BMI accounts for an average of 44% of the SES-GMV associations that remain after controlling for PGI_SES (Figs. 3C and 4). This result is not due to neurological disease associated with BMI, such as stroke or neurodegenerative disease, because neurological disease was an exclusionary criterion for our sample. The effect is particularly large in the thalamus and the cerebellum as well as the lateral temporal region and some areas of the vmPFC. Furthermore, for 91% of the voxels with significant SES-GMV association in the European ancestry sample, at least 50% of the estimated SES-GMV association can be statistically attributed to PGI_SES and BMI combined, with 67% on average.

Fig. 4. Genetic and environmental components in the association between SES and GMV of voxel clusters.

Associations in partial R² between the two PCs for SES and GMV in voxel clusters attributable to PGI_SES and BMI. The numbers in the bars report the percent share in the SES-GMV association statistically attributable to PGI_SES or BMI partialled out of PGI_SES. The clusters were formed from the VBM results plotted in Fig. 3Aa. See table S9 for more information about the clusters. Measurement error in PGI_SES was adjusted for with genetic instrument variable regression. The sample was restricted to individuals of European ancestry.

We then explored the possible functional implications of the volumetric differences observed here by relating them spatially to the results of meta-analyzed functional MRI (fMRI) studies, based on NeuroQuery and 492 cognitive concepts from the Cognitive atlas knowledge base (Fig. 5 and fig. S15) (29, 30). The neuroanatomical correlates of SES are most strongly expressed in language, perceptual cognitive functions, self-monitoring, and communication with statistical significance at the false discovery rate of 5%. These functional associations of SES appear to be driven by genetic influences (PGI_SES), while PGI_SES also distinctly reflects functions related to decision-making (risk and uncertainty), altruism, and empathy as well as broader categories of concepts as shown. The regions presumed to be more environmentally susceptible (Fig. 5C) tend to relate more to functions pertaining to executive control and learning and memory, none of which, however, were statistically significant at the false discovery rate of 5%.

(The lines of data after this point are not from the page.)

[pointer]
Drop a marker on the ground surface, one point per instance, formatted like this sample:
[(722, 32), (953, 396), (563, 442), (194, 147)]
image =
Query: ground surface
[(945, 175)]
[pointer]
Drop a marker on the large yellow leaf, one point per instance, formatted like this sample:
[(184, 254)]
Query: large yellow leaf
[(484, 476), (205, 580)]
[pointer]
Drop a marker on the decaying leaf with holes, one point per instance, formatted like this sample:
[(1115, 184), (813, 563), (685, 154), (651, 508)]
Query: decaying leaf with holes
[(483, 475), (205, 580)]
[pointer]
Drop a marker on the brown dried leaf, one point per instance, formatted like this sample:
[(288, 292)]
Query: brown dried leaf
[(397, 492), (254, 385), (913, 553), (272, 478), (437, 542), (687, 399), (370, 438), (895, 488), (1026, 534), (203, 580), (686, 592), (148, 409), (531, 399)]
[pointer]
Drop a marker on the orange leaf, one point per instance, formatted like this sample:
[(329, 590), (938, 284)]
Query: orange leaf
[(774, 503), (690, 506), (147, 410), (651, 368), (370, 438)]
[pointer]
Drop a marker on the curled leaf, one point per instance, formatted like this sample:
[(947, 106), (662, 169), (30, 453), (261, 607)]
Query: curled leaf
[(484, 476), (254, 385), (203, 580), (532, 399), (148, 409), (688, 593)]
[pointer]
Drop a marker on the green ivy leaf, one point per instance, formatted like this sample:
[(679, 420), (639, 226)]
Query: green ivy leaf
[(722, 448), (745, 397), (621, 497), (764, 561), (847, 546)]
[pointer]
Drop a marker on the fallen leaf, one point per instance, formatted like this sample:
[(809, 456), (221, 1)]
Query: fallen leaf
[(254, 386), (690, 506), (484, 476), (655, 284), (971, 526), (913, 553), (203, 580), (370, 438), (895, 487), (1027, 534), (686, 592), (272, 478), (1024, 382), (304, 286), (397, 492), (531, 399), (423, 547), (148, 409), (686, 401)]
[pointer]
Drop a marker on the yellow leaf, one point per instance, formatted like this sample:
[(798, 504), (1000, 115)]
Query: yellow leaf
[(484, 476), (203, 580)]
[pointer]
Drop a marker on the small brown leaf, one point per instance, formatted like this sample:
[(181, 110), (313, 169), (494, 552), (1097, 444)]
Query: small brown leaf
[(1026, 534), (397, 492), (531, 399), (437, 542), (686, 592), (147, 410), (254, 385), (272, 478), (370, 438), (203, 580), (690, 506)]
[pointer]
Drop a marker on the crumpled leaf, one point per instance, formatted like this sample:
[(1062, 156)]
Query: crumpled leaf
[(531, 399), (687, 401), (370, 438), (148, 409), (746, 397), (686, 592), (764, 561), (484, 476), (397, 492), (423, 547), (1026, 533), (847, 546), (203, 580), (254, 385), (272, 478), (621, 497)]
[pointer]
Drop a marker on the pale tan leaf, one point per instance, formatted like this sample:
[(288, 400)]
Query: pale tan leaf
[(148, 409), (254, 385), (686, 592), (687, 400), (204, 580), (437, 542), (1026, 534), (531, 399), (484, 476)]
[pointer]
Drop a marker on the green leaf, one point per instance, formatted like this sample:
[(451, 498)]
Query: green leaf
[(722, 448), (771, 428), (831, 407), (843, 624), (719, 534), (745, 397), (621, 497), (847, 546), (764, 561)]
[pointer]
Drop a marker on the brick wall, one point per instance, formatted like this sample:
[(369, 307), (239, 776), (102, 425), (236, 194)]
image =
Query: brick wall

Fig. 5. Functional annotation of brain regions associated with SES.

A total of 492 cognitive concepts, belonging to 10 categories, were taken from Cognitive Atlas, and their predicted fMRI meta-analysis results were generated by NeuroQuery. For each concept, we computed the difference in mean chi-square between voxels statistically significant at nominal 1% level and the rest of the voxels. Then, a pseudo–T score for the difference was computed and its P value was obtained by 10,000 spatial permutations. This procedure was carried out for the VBM results for (A) two PCs of SES, (B) PGI_SES, and (C) SES controlling for PGI_SES. The P values of the top five concepts from each category were plotted on a log₁₀ scale, where each category was ordered by the average of the top five concepts. The asterisk indicates the significance at the false discovery rate (FDR) of 5% level. See table S17 and fig. S15 for the full results.

DISCUSSION

In summary, our results show that SES is linked with brain anatomy through a regionally varying balance of genetic and environmental influences. The functions of the implicated brain regions span many cognitive and affective capacities. A measurement error–corrected polygenic index enabled us to separate regions whose correlations with SES can be partly attributed to common genetic variants, at least in individuals of European ancestry, from other regions more susceptible to environmental and behavioral exposures that correlate with SES, notably BMI. Our results suggest that brain health is more susceptible to SES-related environmental stressors in specific regions, including reduced GMV in the cerebellum among individuals with low SES.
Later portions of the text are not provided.